As part of efforts to improve security, my workplace has issued us Yubikeys. What is a Yubikey? It’s a device you plug into your computer’s USB port and when you touch it for a few seconds, it spits out a string. This string is used for authentication (to identify you). The device has a capacitive sensor to detect touch, just like most phones today (old phones that used a “stylus” use resistive-touch based on resistors). A month or so ago, I saw a video/article stating that 2FA (two-factor authentication) was susceptible to phishing, and there exists a new proposal U2F that could fix that issue.

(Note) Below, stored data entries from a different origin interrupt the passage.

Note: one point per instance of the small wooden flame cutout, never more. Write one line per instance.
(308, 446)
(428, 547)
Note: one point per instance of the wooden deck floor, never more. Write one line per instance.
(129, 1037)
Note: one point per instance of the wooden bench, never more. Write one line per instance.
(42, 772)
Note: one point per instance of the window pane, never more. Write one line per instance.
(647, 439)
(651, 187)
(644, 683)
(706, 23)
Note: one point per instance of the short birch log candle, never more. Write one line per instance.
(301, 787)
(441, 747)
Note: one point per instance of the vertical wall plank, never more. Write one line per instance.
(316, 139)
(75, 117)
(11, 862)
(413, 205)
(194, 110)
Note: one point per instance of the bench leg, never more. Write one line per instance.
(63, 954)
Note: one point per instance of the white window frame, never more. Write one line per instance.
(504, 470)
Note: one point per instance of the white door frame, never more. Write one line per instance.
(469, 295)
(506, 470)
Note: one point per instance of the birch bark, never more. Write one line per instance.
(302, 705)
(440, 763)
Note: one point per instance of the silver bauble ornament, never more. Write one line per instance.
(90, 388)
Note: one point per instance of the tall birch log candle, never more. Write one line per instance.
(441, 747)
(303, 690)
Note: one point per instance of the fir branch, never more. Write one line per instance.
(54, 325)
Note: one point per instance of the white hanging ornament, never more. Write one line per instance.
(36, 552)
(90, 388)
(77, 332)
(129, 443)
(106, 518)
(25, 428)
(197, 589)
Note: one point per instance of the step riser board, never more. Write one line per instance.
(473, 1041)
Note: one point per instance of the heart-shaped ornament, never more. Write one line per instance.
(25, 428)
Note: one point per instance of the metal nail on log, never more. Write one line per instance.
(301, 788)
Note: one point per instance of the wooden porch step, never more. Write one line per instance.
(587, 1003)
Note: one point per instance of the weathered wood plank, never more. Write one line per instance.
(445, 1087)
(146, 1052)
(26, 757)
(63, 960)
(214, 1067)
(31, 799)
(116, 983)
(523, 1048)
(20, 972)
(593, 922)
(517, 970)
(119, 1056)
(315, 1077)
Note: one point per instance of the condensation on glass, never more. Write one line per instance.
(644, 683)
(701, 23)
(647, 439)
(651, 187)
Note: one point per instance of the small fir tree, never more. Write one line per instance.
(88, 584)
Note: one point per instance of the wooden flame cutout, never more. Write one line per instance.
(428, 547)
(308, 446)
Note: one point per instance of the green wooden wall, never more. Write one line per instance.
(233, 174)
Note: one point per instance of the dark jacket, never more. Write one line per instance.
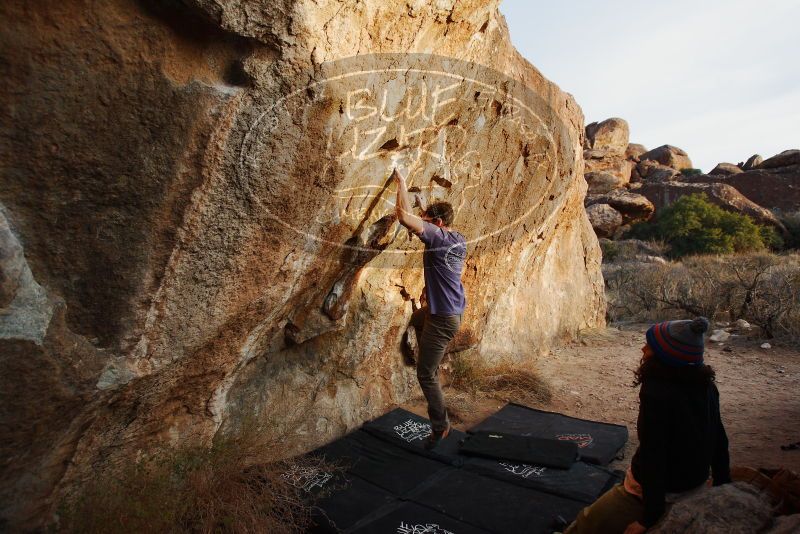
(681, 436)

I knew that the Yubikey supports U2F, but I didn’t understand how it solved the problem.
What is 2FA? What is phishing?
If you’ve signed in to Google or Facebook or your bank from a new computer recently, you hopefully had to do two things. First, you had to enter your username & password and if you got those right, then you would have to do a second step where you enter a code sent to your mobile phone (or email). This “second step” is what makes the authentication two-factor (2FA). Why is this good? For one, most passwords are worth little. People use the same passwords on multiple sites and that means if one password is leaked, someone who wants to take over your account can just try that password on multiple sites. Or let’s say you logged into your account through a compromised computer (maybe a shared computer in an internet cafe that had a keylogger that noted everything you typed on it). Now, if you typed your password on that computer, the “attacker” (possibly the owner of the computer) can view it! Now, he/she would have complete access to your accounts. Unless, 2FA. If you had 2FA set up, then when an attacker tries to log in to your account later with your password, they wouldn’t be able to access it as they wouldn’t be able to access your phone (which would be where the OTP would be sent). But, attackers don’t give up easily…

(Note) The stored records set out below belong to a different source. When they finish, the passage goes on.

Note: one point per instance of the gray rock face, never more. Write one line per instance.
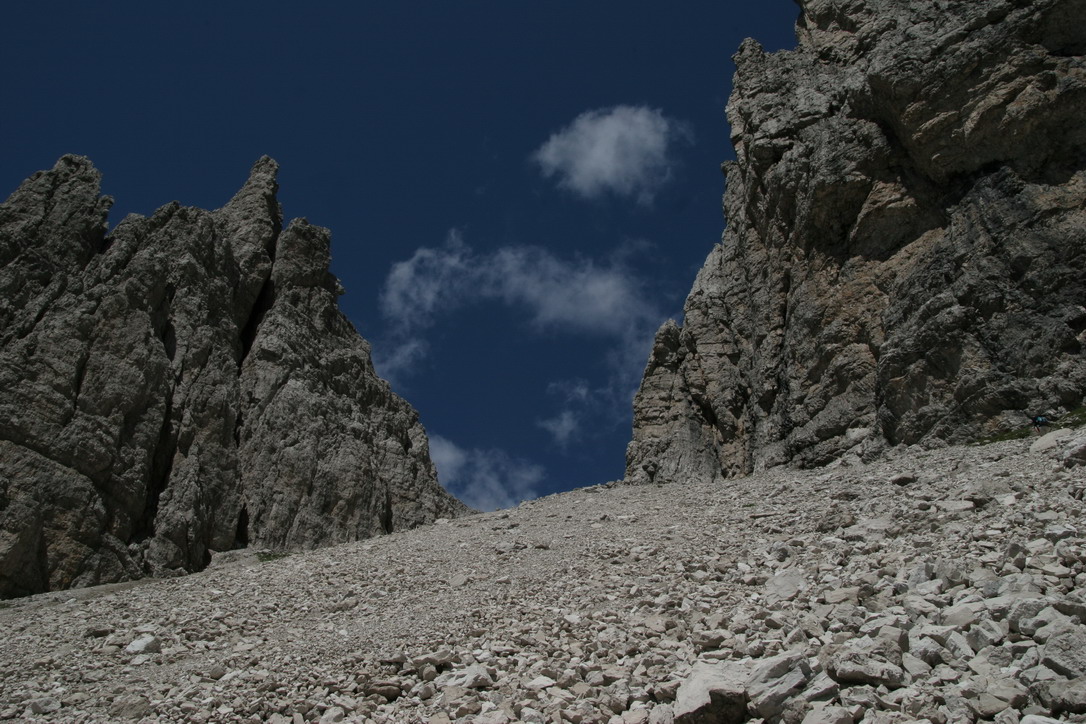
(904, 259)
(181, 385)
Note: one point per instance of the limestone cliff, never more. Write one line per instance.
(185, 384)
(905, 254)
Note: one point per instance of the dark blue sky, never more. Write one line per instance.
(556, 163)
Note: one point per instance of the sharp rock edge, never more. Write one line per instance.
(904, 259)
(182, 385)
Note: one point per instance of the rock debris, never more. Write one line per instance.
(943, 585)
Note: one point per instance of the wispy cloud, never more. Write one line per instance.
(484, 479)
(624, 150)
(562, 427)
(582, 295)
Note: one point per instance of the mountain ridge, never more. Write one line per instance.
(182, 384)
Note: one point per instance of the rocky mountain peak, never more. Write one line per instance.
(903, 261)
(186, 384)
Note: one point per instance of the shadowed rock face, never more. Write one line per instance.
(181, 385)
(904, 259)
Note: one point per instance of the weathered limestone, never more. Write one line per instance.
(904, 254)
(181, 385)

Phishing is an attack where an attacker creates a website that looks just like your email login page (or bank login page or Facebook login page, you get the idea) and tries to get you to sign in. When you do, the username & password are sent to the attacker’s website and he can use that to sign in to the actual website (email/facebook/bank) without you realizing it. Ah, so does 2FA protect me from this? NO! The attacker could just present you with a page asking you to type in the code sent to your device. If you do, the attacker has access to your account again.
So what’s the deal with Yubikey/U2F?
Here’s where I was stumped. Long-pressing the Yubikey generates a string, regardless of what application you are in (for details on how: see references below). You can see the string printed out in notepad for example. So, that means it works very similarly to an OTP (one time passcode - the code sent to your phone), in the sense that it doesn’t use information specific to what webpage you are logging into, etc. (it may use timestamps, etc. but so can OTP). But, everywhere I read that U2F protects you from phishing! What gives?
After reading a bunch of pages, all which basically stated that the Yubikey “just works”/”sends a key” without describing how it generates the key and why this prevents phishing, I read the specifications on the Yubikey site & the Google design doc on U2F. The problem was, I confused two different features of the Yubikey. The string I was seeing was Yubico’s OTP, which was one of the many different things it supports. It also supports U2F, which is entirely different.
The way U2F works is this: first, you register your hardware token on the website (this is like creating a password). During registration, the hardware token creates a private/public key pair (if you don’t know what this is, see below) and a “KeyHandle” (like a password) corresponding to the website. IMPORTANT: The “KeyHandle” STORES INFORMATION ABOUT THE WEBSITE NAME (protocol, hostname & port). It sends the “KeyHandle” & the public key to the website, which stores it. Then, when a login page is presented, the browser is given a “KeyHandle” for the user by the server (login website) to verify the user through U2F. The browser then asks the user to press the U2F hardware token. Once pressed, the hardware token first checks if this “KeyHandle” matches the one it has stored for this website name (as sent by the browser). It can do this because of the IMPORTANT point mentioned above. If this doesn’t match (*cough* PHISHING ATTACK! *cough*), it just doesn’t respond, and so authentication will fail. Since the browser plays a very important role, it should be AWARE of this role - the browser NEEDS to be U2F compatible for this to work. This also means that if the browser itself is compromised (called a “man in the browser” attack), then you’re screwed (shrug).
Extra notes: U2F also protects against even more sophisticated phishing attacks (MITM during registration as well as authentication), but those aren’t worth delving into. U2F acknowledges that it can be attacked if you managed to obtain a cert for the actual website (email/bank/facebook, etc.) but I’m not going to bother with that because that just means the certificate issuing process is broken, and also because I’m not sure how that breaks U2F (I think they would need the same origin name - which wouldn’t work because of a DNS conflict but clearly I’m missing something). I think as of now “ChannelID” support is yet to be implemented.
How public/private keys work
Let’s say you want to send me some information, and ensure only I can read it. I have a pair of keys (1 public & 1 private). This pair of keys is created such that if you encrypt with the public key, the message can be decrypted with the private key. Now, you can encrypt the message you want to send me with my public key and ensure no one else can read it (since only I should have my private key).